Calligram, 15 May 1915: A precise date for the creation of the poem: Apollinaire was at this time in the French army.

“The sky’s as blue and black as ink…”: The opening simile is self-referential, referring to its means of composition— in ink. Parallels are being drawn between the written page and the world itself.

“My eyes drown in it…”: Again, the intensity of the sky, and the act of writing, are linked: his eyes drown in the sky, and also drown in ink.

“A shell whines over me”: This poem relates action on the Western Front.

“I write this under a willow tree…”: symbolism: the weeping willow symbolizes sadness.

“The evening star a punctual gem shines like a rajah’s diadem…”: The evening star is Venus, the planet of love. It is a timely (punctual) thing of beauty and value above this scene of war and misery, shining like a gem in an Indian King’s crown.
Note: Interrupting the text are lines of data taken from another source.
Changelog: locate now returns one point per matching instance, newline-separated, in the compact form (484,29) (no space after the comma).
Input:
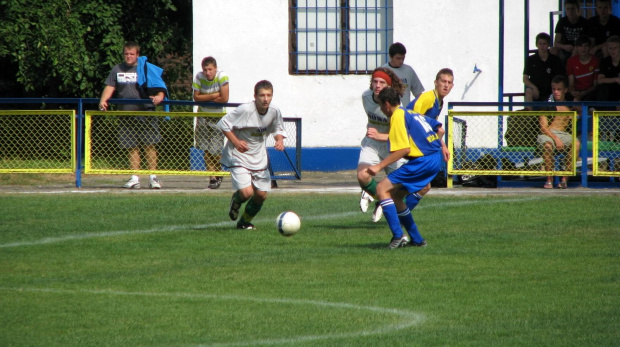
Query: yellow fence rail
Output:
(606,143)
(37,141)
(506,143)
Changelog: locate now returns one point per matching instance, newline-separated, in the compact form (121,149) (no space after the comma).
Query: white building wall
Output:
(249,40)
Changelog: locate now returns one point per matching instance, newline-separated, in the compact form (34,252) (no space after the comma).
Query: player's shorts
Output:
(243,178)
(566,138)
(136,131)
(374,151)
(417,172)
(208,136)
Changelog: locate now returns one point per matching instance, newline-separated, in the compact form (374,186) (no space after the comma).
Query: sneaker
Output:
(377,213)
(154,183)
(233,211)
(415,244)
(397,242)
(132,183)
(241,224)
(365,199)
(215,183)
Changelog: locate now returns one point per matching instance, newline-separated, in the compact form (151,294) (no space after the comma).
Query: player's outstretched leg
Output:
(406,219)
(398,238)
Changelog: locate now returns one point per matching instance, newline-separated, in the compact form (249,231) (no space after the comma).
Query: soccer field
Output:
(170,269)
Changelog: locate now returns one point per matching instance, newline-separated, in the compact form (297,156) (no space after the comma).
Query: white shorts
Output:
(373,152)
(243,178)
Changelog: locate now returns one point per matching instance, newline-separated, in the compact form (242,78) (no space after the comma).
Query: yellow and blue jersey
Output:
(412,130)
(427,104)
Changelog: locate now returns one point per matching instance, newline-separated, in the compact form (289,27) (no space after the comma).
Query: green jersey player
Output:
(245,153)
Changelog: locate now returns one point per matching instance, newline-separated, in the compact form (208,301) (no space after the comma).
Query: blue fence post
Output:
(584,146)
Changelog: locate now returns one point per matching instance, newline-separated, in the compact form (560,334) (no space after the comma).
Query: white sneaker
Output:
(132,183)
(365,199)
(377,213)
(154,183)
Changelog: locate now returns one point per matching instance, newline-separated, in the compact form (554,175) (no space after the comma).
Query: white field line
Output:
(409,318)
(175,228)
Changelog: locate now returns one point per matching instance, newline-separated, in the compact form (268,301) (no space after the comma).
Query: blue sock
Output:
(389,211)
(406,219)
(412,200)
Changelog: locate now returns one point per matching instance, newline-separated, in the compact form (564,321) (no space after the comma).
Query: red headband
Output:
(383,75)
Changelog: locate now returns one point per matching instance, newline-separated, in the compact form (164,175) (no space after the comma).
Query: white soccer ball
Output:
(288,223)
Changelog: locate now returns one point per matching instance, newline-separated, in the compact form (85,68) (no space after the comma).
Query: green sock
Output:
(371,188)
(251,210)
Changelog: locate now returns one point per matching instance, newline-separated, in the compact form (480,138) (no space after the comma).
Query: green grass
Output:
(171,270)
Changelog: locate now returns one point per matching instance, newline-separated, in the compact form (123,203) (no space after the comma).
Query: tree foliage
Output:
(66,48)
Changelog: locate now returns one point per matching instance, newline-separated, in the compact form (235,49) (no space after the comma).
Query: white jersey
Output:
(410,80)
(253,128)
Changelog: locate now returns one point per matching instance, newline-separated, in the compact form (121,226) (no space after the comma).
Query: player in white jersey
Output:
(245,152)
(210,85)
(374,145)
(407,75)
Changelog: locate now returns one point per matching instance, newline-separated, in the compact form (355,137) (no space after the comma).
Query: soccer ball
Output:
(288,223)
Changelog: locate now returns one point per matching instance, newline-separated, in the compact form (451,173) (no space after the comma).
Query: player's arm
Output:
(392,158)
(108,91)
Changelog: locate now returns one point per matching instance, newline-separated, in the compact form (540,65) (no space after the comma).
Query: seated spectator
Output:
(601,27)
(539,70)
(582,71)
(555,133)
(568,29)
(609,76)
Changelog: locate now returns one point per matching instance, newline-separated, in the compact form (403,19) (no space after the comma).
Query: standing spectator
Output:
(136,131)
(582,71)
(609,76)
(245,153)
(210,85)
(407,75)
(601,27)
(568,29)
(539,70)
(418,139)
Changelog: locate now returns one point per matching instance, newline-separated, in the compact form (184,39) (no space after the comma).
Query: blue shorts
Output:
(418,172)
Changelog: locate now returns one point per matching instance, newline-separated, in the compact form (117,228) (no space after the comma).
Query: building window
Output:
(339,36)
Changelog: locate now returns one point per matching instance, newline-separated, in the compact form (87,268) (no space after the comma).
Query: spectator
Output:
(568,29)
(136,131)
(554,135)
(582,71)
(407,75)
(601,27)
(609,76)
(539,70)
(210,85)
(245,153)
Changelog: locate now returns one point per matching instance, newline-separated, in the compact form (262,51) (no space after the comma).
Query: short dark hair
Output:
(390,95)
(444,71)
(543,36)
(572,2)
(560,79)
(207,61)
(264,84)
(131,45)
(582,40)
(397,48)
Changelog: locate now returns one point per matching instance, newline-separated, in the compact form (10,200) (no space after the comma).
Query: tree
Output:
(66,48)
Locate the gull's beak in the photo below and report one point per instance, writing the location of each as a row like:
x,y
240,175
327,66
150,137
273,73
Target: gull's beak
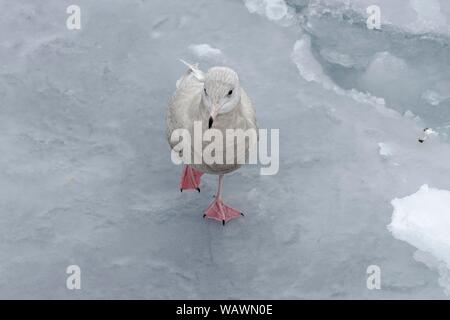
x,y
213,116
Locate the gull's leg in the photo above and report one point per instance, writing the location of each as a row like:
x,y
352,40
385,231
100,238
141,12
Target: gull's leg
x,y
190,178
220,211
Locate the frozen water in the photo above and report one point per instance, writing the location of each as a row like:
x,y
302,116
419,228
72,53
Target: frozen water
x,y
86,176
205,50
423,220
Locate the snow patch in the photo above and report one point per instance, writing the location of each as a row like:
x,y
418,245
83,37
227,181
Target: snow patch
x,y
423,220
204,50
432,97
385,149
275,10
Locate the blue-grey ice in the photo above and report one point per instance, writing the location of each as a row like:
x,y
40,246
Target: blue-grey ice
x,y
86,177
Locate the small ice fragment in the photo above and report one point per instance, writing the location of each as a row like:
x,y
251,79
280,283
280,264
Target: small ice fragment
x,y
205,50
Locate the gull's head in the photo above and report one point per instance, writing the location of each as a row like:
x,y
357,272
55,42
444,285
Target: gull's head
x,y
221,91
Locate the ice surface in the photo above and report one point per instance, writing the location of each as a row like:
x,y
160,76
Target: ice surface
x,y
86,176
204,50
423,220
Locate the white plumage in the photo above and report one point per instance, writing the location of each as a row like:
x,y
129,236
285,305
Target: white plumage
x,y
197,97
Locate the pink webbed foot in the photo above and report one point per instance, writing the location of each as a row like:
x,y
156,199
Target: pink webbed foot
x,y
220,211
190,178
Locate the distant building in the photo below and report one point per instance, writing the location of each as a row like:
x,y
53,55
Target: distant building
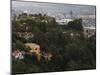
x,y
63,21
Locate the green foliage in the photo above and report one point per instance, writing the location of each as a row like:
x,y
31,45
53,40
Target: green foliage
x,y
76,24
69,52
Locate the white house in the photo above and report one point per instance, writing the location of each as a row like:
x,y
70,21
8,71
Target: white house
x,y
89,31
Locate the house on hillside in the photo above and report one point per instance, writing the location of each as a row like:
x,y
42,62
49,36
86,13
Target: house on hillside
x,y
35,48
89,31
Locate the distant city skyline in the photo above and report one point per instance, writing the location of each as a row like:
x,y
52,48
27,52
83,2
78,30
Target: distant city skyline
x,y
53,9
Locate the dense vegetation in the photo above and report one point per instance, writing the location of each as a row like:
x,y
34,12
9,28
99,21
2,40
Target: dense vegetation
x,y
70,50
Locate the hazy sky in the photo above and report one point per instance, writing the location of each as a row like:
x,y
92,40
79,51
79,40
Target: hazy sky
x,y
53,8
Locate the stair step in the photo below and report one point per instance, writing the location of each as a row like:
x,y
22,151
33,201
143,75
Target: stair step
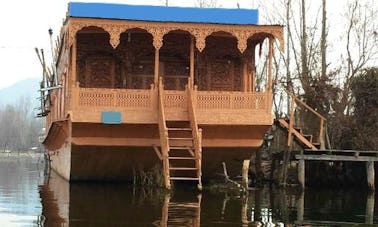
x,y
180,148
183,168
187,138
184,178
181,158
298,129
179,129
308,137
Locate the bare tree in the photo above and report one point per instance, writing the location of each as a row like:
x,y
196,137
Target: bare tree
x,y
361,48
324,39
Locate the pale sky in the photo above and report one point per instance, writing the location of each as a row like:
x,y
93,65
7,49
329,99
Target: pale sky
x,y
25,25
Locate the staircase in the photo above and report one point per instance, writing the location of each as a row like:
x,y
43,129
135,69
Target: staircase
x,y
181,150
306,140
179,213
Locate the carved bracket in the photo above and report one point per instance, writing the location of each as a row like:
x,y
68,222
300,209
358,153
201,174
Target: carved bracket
x,y
158,30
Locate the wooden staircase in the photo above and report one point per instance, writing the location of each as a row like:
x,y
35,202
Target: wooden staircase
x,y
181,150
306,140
179,213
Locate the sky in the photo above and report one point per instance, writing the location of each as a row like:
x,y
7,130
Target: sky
x,y
25,26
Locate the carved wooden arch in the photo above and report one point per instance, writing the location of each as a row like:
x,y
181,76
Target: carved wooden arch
x,y
100,69
232,36
158,30
273,35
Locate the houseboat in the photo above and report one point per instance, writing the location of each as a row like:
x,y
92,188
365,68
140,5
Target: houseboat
x,y
145,86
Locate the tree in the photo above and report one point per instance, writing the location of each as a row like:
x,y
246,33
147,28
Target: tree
x,y
365,115
19,129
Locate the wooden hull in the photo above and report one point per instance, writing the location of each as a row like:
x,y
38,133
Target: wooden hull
x,y
117,152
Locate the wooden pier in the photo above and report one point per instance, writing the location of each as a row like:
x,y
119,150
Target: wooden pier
x,y
338,156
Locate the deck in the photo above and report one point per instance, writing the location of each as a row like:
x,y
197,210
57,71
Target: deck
x,y
140,106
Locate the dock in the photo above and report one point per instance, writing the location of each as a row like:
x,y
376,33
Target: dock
x,y
338,156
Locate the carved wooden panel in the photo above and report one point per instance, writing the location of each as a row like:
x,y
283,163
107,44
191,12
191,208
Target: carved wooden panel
x,y
220,75
100,71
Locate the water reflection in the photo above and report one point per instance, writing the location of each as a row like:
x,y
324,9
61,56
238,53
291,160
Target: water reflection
x,y
123,205
57,203
20,175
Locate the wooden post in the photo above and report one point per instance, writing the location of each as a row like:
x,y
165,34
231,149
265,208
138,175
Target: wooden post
x,y
156,71
301,173
191,62
73,63
300,208
370,173
291,123
370,208
270,65
251,77
245,80
321,134
245,172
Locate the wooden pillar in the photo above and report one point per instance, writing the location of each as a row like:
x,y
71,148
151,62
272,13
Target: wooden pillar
x,y
370,208
74,62
370,173
251,76
244,212
156,69
245,80
301,173
270,65
300,208
191,62
245,172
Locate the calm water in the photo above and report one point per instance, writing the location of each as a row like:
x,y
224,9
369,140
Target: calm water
x,y
27,198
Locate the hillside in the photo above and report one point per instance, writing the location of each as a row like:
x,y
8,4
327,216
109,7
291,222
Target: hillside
x,y
24,88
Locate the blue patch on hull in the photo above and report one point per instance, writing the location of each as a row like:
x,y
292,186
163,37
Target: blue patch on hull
x,y
111,118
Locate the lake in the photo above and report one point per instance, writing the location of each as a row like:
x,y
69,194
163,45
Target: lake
x,y
29,198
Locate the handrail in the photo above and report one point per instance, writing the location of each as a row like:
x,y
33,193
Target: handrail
x,y
163,132
305,105
196,132
296,100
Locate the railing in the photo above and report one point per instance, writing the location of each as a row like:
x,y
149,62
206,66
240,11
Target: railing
x,y
175,99
296,102
89,102
163,132
119,98
231,100
196,132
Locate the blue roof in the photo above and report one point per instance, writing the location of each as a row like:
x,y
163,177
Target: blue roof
x,y
163,14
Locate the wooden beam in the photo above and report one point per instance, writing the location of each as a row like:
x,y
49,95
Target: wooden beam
x,y
74,61
301,173
191,62
370,173
156,69
158,152
245,170
324,157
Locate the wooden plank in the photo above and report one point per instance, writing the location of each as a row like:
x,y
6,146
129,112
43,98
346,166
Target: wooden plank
x,y
297,134
336,158
346,151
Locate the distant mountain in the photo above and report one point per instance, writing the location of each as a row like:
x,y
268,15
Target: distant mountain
x,y
24,88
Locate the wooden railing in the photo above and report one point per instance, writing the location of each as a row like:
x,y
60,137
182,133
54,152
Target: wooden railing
x,y
88,103
163,132
119,98
196,132
175,99
232,100
296,102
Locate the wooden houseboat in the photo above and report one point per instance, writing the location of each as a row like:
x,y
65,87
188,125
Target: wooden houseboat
x,y
140,86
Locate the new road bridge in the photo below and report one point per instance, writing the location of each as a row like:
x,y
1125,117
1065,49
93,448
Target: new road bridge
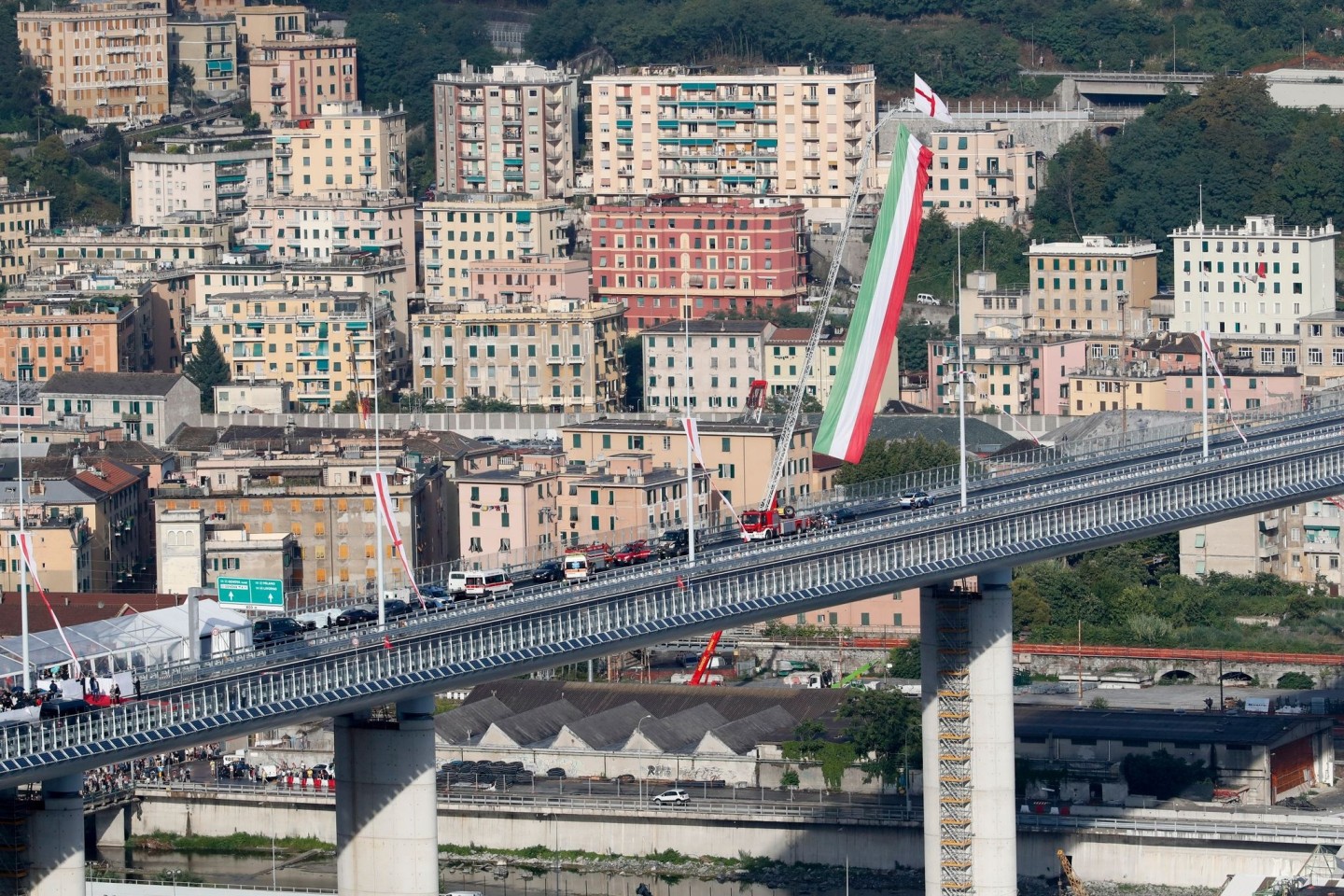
x,y
385,810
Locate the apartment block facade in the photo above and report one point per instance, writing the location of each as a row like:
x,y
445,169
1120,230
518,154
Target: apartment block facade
x,y
744,257
292,78
738,455
326,344
790,132
468,229
562,355
511,129
104,60
712,369
1253,280
341,149
207,184
1092,287
21,214
979,174
208,48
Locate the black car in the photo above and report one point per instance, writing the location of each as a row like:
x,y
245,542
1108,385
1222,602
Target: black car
x,y
674,543
278,630
549,571
357,617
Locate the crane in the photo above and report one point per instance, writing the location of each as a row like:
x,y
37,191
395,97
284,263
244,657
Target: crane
x,y
1066,868
767,520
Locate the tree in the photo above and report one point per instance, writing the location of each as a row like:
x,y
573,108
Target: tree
x,y
883,728
632,349
207,369
904,661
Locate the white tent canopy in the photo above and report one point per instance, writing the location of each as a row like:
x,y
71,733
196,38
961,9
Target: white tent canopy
x,y
128,642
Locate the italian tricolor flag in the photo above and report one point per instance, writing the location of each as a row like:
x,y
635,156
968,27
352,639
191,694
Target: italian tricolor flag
x,y
873,329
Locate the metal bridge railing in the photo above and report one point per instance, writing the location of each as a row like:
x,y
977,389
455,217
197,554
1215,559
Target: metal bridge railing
x,y
748,583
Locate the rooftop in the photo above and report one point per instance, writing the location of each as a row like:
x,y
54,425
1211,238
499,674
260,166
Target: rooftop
x,y
119,385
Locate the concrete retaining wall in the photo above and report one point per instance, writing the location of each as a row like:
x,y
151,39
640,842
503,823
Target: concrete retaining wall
x,y
1133,860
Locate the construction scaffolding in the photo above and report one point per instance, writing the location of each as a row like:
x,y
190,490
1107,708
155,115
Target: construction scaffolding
x,y
953,696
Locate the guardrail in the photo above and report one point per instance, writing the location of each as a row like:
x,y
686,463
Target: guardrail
x,y
543,627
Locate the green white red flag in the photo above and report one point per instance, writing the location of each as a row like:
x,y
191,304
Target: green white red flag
x,y
873,328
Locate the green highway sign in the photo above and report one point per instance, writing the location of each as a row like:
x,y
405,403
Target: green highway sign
x,y
252,593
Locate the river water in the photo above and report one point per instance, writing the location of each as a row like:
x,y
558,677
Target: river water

“or like the look some lovely she sends shining on our battery”: An ambiguous line. Does Venus (“some lovely she”) bless the artillerymen below, as a consolation for their part in war? Or is this blackly humorous? Is the Evening Star more like the explosion of a shell overhead (a truly “punctual gem”) that rains down fire on the artillerymen’s battery? (In which case the five pointed star in the calligram becomes more sinister and frightening.)

[ANTHOLOGY NOTE: This is the first of two poems by French writers, after the three by Americans— this section seems to be selected as to include voices other than British in the collection. Yeats’ three subsequent poems also mean that Irish voices are included in the collection.]